For these "affluent" customers, however, ponying up for a Ferrari or some such expensive toy is not an issue.

DBS managing director Koh Kar Siong would know, as he is also the regional head of the bank's "Treasures" and "Treasures Private" wealth-management platforms.

A Treasures Private client (TPC) carries a DBS Insignia card with a credit limit of up to $1 million and would "regularly" blow a quarter of a million bucks on high-end cars, he said.

Such a client would have placed between $1.5 million and $5 million in assets with the bank, which has built a base of more than 10,000 such clients since launching Treasures Private three years ago.

It is today the fastest-growing segment of the group's wealth-management business, Mr Koh told reporters yesterday.

The bank's "Treasures" clients are those who have placed between $350,000 and $1.5 million with the bank, while its private bank division looks after the top tier - clients with more than $5 million.

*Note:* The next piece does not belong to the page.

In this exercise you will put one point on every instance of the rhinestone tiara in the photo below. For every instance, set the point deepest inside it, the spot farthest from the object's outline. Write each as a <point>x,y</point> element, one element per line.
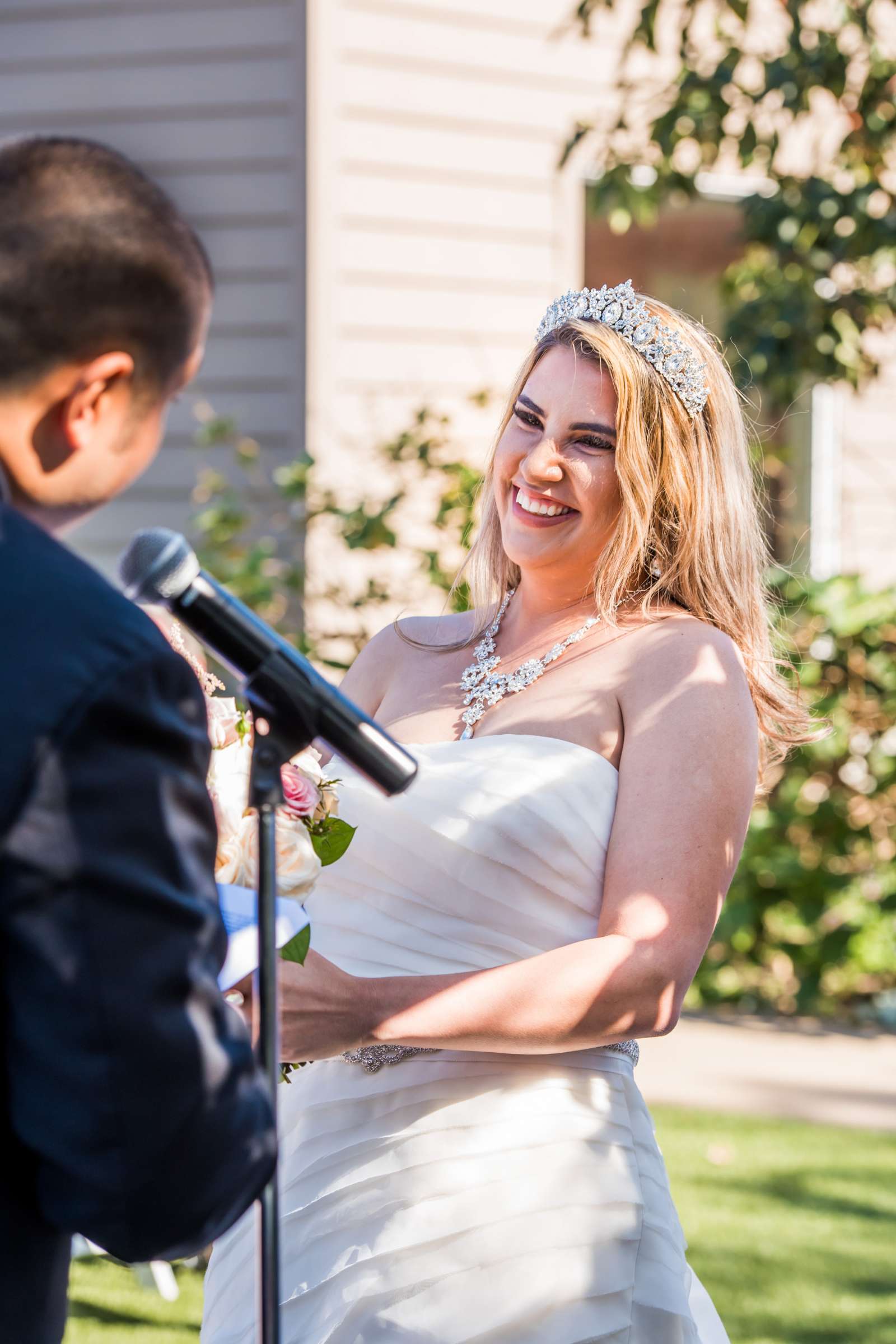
<point>628,315</point>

"There's big room for growth because a lot of these people are now in priority banking," he said.

DBS has homed in on its TPC clients, assigning more than 200 TPC relationship managers to them, because it saw opportunities in this segment - more than in the segment of ultra-high net worth, yacht-owning magnates with at least $30 million to their names.

A 2012 study by international management consulting firm Oliver Wyman found that in Asia-Pacific, these super-rich - with at least US$25 million in assets - jointly hold about US$3 trillion. In contrast, those below this stratosphere - the "poorer" ones with between US$1 million and US$5 million - jointly hold US$5 trillion.

And the best thing? Sixty per cent of this US$5 trillion or so is under-served, or, in bank parlance, "unmanaged".

DBS's strategy to attracting TPCs is to offer them private bank services, and these include access to pre-IPO sales, discretionary portfolio management and other investment services.

These clients also have dedicated luxury airport lounges at Changi, which offer massages, a full suite of banking services and free limousine rides (in Singapore, Jakarta, Surabaya and Taiwan).

Last year, revenues from group wealth management rose 10.3 per cent to almost $1 billion - faster than its growth rate of 9.7 per cent in 2012.

The increase came from strong gains in fee income (from product sales), which rose 30 per cent last year; in contrast, the increase from lending activities or net interest income was only 4 per cent.

The most popular investment products are equities, bonds and funds, and the amount traded has steadily risen. "The ticket size has gone up," said Mr Koh.

TPC made up 18 per cent of group wealth-management revenues last year, up from 3 per cent in 2011; it is projected to hit 25 per cent next year, he said.

More TPC-type customers are projected to be knocking on DBS's door too - Mr Koh expects 15 to 20 per cent more in the next few years.

Assets under management from wealth management clients, that is, those with at least $350,000, grew to $109 billion last year, up from $94 billion in 2012.